Menurut ajaran Agama Hindu dengan konsep kesemestaan alamnya senantiasa menekankan betapa perlu dan pentingnya diciptakan suatu kondisi harmonis antara manusia dengan Tuhan, manusia dengan manusia dan manusia dengan lingkungan. Kondisi yang harmonis itulah yang akan mengantarkan umat Hindu pada tujuan hidupnya – jagadhita dan moksha. Berpijak dadi pandangan demikian maka terhadap penggunaan suatu lingkungan (palemahan/pekarangan) patut juga memperhatikan segi-segi yang diyakini akan turut membuat kondisi harmonis. Karena itu lontar Ling Ira Bhagawan Wiswakarma telah menyuratkan perihal pekarangan atau tanah yang baik dan yang tidak baik dipergunakan untuk mendirikan suatu bangunan, baik perumahan, gedung, kantor, sekolah, tempat suci, dan lain-lain.

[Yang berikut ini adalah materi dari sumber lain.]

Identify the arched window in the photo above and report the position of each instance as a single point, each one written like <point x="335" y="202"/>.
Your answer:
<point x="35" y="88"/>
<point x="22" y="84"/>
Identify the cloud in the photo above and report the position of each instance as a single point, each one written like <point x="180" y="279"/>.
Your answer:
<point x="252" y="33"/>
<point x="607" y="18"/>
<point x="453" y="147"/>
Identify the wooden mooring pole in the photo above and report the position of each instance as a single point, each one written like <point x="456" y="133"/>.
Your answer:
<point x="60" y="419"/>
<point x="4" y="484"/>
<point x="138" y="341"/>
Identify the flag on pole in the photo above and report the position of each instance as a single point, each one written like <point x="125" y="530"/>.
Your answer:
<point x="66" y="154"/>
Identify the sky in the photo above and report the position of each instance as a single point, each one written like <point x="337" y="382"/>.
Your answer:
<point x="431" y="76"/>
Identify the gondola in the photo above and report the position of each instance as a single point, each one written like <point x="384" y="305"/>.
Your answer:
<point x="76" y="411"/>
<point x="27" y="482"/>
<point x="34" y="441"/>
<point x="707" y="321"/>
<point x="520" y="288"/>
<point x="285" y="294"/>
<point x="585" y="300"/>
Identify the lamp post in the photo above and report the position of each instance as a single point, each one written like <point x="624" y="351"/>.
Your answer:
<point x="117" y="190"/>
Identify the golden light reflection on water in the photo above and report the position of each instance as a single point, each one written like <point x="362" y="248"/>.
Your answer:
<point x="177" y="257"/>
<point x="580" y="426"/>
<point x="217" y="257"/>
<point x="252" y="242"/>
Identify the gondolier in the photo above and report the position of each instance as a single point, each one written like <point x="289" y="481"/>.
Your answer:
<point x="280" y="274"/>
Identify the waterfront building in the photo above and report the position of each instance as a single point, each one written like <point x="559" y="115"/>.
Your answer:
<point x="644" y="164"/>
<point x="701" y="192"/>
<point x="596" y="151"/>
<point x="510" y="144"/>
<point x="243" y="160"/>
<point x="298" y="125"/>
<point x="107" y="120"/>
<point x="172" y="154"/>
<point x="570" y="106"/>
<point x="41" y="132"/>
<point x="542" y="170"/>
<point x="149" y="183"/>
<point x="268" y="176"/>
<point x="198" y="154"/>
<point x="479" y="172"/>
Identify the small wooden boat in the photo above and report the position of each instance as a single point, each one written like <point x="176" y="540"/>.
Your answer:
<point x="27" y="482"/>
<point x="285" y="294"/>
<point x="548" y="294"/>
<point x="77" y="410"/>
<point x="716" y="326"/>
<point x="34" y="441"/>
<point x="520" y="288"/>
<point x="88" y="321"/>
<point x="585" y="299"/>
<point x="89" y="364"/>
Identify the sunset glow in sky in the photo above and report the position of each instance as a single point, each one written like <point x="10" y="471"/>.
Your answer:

Pekarangan yang baik digunakan antara lain disebut: di timur (pascima) menemu labha (penghuninya akan mendapat untung), di utara: paribhoga wredhi (sejahtera dan bahagia), palemahan asah: sedang-sedang saja, palemahan inang: ceria dan asri serta berisi manik, palemahan mambu: sihin (dikasihi sahabat).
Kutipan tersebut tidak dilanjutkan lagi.